# Marrying because of pregnancy?



## Mrs.G (Nov 20, 2010)

My best friend, who may as well be my sister is pregnant. The father is a ne'er do well who has a criminal record and cannot get a decent job because of it. He works part time and is collecting welfare. He also has another child that he does not look after because he can't afford to. He sponges off of my sister! Grrr! I no longer express concern and love for her poor choices. She choose these losers because she grew up in the ghetto. It's her life; I can only love her for who she is.
He's been talking about marriage since she has become pregnant. Which brings me to my question: Is it a good idea to get married because of pregnancy?
I think it's a horrible idea. Marriage should come from love and wanting to build a life together, not out of obligation and feeling trapped. I've seen many dutiful marriages fall apart, because the people didn't really want to be husband and wife.
Looking forward to reading the intelligent and thoughtful posts that brings me to this forum.
_Posted via Mobile Device_


----------



## TNgirl232 (Oct 5, 2008)

Agree - horrible idea. Just as horrible as getting pregnant to 'save' a marriage. I got married for that reason....and divorced. Everyone I know that got married for that reason got divorced. Just because your sperm and egg were compatible to make a child does not make you compatible in the marriage department.


----------



## magnoliagal (Mar 30, 2011)

Bad bad bad idea. Everyone I know that got married for that reason is either already divorced or in an unhappy marriage.


----------



## Runs like Dog (Feb 25, 2011)

In the next few years, more than half of all children in the US will be born outside of traditional marriage. FYI. Today the number is in the mod 40's.


----------



## SimplyAmorous (Nov 25, 2009)

If she wants to better herself, even despite this happening now (what is done is done), given HIS history, his sponging, what would married life be like for her & the child. How he interacts with his 1st child , who he was responsible for giving life but shows little interest if any -this speaks of his character. 
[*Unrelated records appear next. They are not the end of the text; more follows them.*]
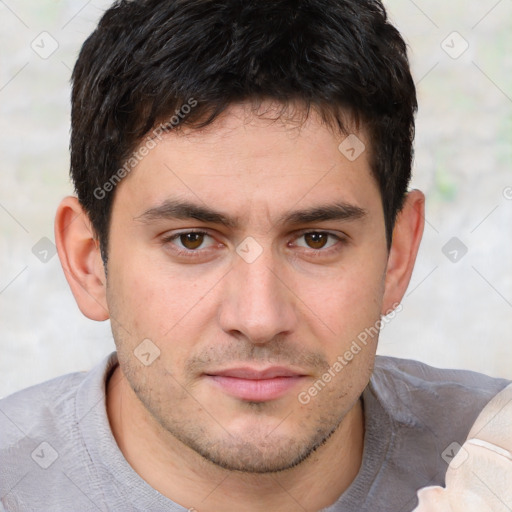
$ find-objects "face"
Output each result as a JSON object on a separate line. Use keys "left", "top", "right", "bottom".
{"left": 105, "top": 103, "right": 391, "bottom": 473}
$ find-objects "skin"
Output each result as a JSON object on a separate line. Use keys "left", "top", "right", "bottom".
{"left": 414, "top": 383, "right": 512, "bottom": 512}
{"left": 55, "top": 103, "right": 424, "bottom": 511}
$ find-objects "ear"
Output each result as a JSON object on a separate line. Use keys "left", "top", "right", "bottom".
{"left": 54, "top": 196, "right": 109, "bottom": 321}
{"left": 381, "top": 190, "right": 425, "bottom": 315}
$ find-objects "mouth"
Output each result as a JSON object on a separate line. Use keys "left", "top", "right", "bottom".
{"left": 204, "top": 366, "right": 307, "bottom": 402}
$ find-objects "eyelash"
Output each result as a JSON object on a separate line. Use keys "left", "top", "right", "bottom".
{"left": 161, "top": 229, "right": 347, "bottom": 259}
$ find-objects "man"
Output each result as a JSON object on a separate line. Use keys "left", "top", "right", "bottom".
{"left": 0, "top": 1, "right": 509, "bottom": 511}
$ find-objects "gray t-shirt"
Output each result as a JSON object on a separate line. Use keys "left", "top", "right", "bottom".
{"left": 0, "top": 352, "right": 509, "bottom": 512}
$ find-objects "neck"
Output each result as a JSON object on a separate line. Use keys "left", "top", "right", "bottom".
{"left": 106, "top": 364, "right": 364, "bottom": 512}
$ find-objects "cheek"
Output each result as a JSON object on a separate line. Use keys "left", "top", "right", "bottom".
{"left": 301, "top": 262, "right": 385, "bottom": 337}
{"left": 106, "top": 251, "right": 182, "bottom": 343}
{"left": 106, "top": 251, "right": 221, "bottom": 369}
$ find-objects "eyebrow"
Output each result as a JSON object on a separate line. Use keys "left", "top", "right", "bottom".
{"left": 134, "top": 198, "right": 368, "bottom": 228}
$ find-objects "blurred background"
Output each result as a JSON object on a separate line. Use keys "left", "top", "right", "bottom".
{"left": 0, "top": 0, "right": 511, "bottom": 396}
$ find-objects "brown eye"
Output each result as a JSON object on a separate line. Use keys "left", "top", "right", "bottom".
{"left": 179, "top": 232, "right": 205, "bottom": 250}
{"left": 292, "top": 231, "right": 342, "bottom": 253}
{"left": 304, "top": 232, "right": 329, "bottom": 249}
{"left": 162, "top": 231, "right": 221, "bottom": 259}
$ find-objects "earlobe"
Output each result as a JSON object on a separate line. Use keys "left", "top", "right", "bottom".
{"left": 381, "top": 189, "right": 425, "bottom": 315}
{"left": 54, "top": 196, "right": 109, "bottom": 321}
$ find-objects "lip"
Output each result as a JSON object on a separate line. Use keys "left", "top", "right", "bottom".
{"left": 205, "top": 366, "right": 307, "bottom": 402}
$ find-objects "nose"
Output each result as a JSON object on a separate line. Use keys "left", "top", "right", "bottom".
{"left": 218, "top": 246, "right": 297, "bottom": 345}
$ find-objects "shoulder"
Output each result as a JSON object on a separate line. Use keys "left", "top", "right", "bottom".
{"left": 0, "top": 370, "right": 87, "bottom": 508}
{"left": 0, "top": 352, "right": 117, "bottom": 448}
{"left": 356, "top": 356, "right": 511, "bottom": 509}
{"left": 0, "top": 354, "right": 117, "bottom": 510}
{"left": 373, "top": 355, "right": 509, "bottom": 398}
{"left": 0, "top": 370, "right": 88, "bottom": 445}
{"left": 370, "top": 354, "right": 511, "bottom": 443}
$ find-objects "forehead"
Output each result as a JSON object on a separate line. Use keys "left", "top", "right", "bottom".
{"left": 113, "top": 103, "right": 381, "bottom": 223}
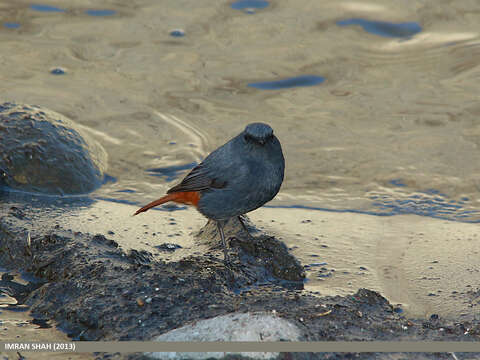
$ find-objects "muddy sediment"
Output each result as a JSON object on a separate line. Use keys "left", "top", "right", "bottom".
{"left": 0, "top": 199, "right": 479, "bottom": 360}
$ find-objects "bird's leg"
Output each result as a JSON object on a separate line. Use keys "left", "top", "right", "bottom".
{"left": 237, "top": 215, "right": 255, "bottom": 240}
{"left": 216, "top": 220, "right": 230, "bottom": 264}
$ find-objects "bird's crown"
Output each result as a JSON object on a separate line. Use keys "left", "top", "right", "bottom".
{"left": 244, "top": 123, "right": 273, "bottom": 141}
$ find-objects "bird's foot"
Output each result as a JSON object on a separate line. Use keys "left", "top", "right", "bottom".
{"left": 228, "top": 235, "right": 244, "bottom": 243}
{"left": 222, "top": 245, "right": 232, "bottom": 266}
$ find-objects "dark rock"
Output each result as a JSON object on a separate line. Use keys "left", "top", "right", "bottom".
{"left": 197, "top": 217, "right": 305, "bottom": 283}
{"left": 154, "top": 243, "right": 182, "bottom": 252}
{"left": 0, "top": 102, "right": 107, "bottom": 194}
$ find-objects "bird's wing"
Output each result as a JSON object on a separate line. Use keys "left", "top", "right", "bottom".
{"left": 167, "top": 162, "right": 227, "bottom": 193}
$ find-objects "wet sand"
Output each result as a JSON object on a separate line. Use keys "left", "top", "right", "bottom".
{"left": 0, "top": 299, "right": 94, "bottom": 360}
{"left": 249, "top": 208, "right": 480, "bottom": 320}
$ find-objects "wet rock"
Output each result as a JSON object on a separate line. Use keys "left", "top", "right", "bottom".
{"left": 154, "top": 243, "right": 182, "bottom": 252}
{"left": 50, "top": 67, "right": 66, "bottom": 75}
{"left": 147, "top": 312, "right": 302, "bottom": 360}
{"left": 169, "top": 29, "right": 185, "bottom": 37}
{"left": 8, "top": 206, "right": 27, "bottom": 220}
{"left": 197, "top": 217, "right": 305, "bottom": 283}
{"left": 0, "top": 102, "right": 107, "bottom": 194}
{"left": 0, "top": 273, "right": 44, "bottom": 303}
{"left": 127, "top": 249, "right": 153, "bottom": 265}
{"left": 351, "top": 288, "right": 393, "bottom": 313}
{"left": 92, "top": 234, "right": 119, "bottom": 248}
{"left": 393, "top": 307, "right": 403, "bottom": 314}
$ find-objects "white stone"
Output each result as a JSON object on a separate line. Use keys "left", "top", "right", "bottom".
{"left": 145, "top": 312, "right": 302, "bottom": 360}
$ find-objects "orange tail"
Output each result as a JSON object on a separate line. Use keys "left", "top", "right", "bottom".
{"left": 134, "top": 191, "right": 200, "bottom": 215}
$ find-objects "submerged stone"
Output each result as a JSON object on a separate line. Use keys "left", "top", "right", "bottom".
{"left": 0, "top": 102, "right": 107, "bottom": 195}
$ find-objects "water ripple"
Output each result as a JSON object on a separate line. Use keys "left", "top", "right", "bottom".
{"left": 147, "top": 162, "right": 197, "bottom": 182}
{"left": 4, "top": 23, "right": 20, "bottom": 29}
{"left": 153, "top": 112, "right": 209, "bottom": 163}
{"left": 337, "top": 18, "right": 422, "bottom": 38}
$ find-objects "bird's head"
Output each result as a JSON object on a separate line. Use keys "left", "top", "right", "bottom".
{"left": 243, "top": 123, "right": 274, "bottom": 146}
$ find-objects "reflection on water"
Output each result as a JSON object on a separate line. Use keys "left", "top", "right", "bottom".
{"left": 337, "top": 18, "right": 422, "bottom": 38}
{"left": 3, "top": 22, "right": 20, "bottom": 29}
{"left": 85, "top": 9, "right": 116, "bottom": 17}
{"left": 231, "top": 0, "right": 270, "bottom": 10}
{"left": 30, "top": 4, "right": 65, "bottom": 12}
{"left": 248, "top": 75, "right": 325, "bottom": 90}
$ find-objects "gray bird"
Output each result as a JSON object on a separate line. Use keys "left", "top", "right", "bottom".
{"left": 134, "top": 123, "right": 285, "bottom": 262}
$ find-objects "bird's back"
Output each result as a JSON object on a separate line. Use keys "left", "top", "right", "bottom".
{"left": 196, "top": 133, "right": 284, "bottom": 220}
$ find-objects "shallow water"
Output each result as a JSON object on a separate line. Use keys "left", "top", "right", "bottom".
{"left": 2, "top": 0, "right": 480, "bottom": 222}
{"left": 1, "top": 0, "right": 480, "bottom": 329}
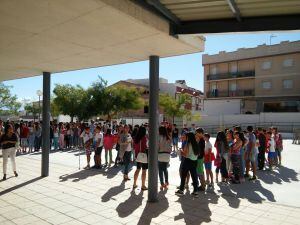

I would never marry such a man and question myself even if I thought I loved him. She likely could provide as much as him if she stays single, given your description of him here. 

A shame she fell under these circumstances, it only makes her life & the childs this much harder to bare. She will need her friends now more than ever.


----------



## marksaysay (Oct 15, 2010)

Bad, bad, bad idea. A marriage like that screams of a divorce down the road. It won't be built on the right foundation.


----------



## Mrs.G (Nov 20, 2010)

SimplyAmorous, you get a round of applause. 
I have talked to my sister about her choices of men time and time again. She only likes thugs; drug dealers and lazy men who are no stranger to jail. When she meets a man with a good career and no children that he rarely sees, my sister dismisses them as boring.
I give up. If she wants to ruin her life, I can no longer worry about her. 
The guy is currently serving a work release sentence, which means he is incarcerated from friday to monday morning. What if she goes into labor while this fool is locked up?
She's so desperate for a family, that she'll even have a child with someone who doesn't work. How can she enjoy carrying him financially? She does all the housework while he sleeps. Wait till that expensive, time consuming loud little thing arrives. She will need me more than ever.
_Posted via Mobile Device_


----------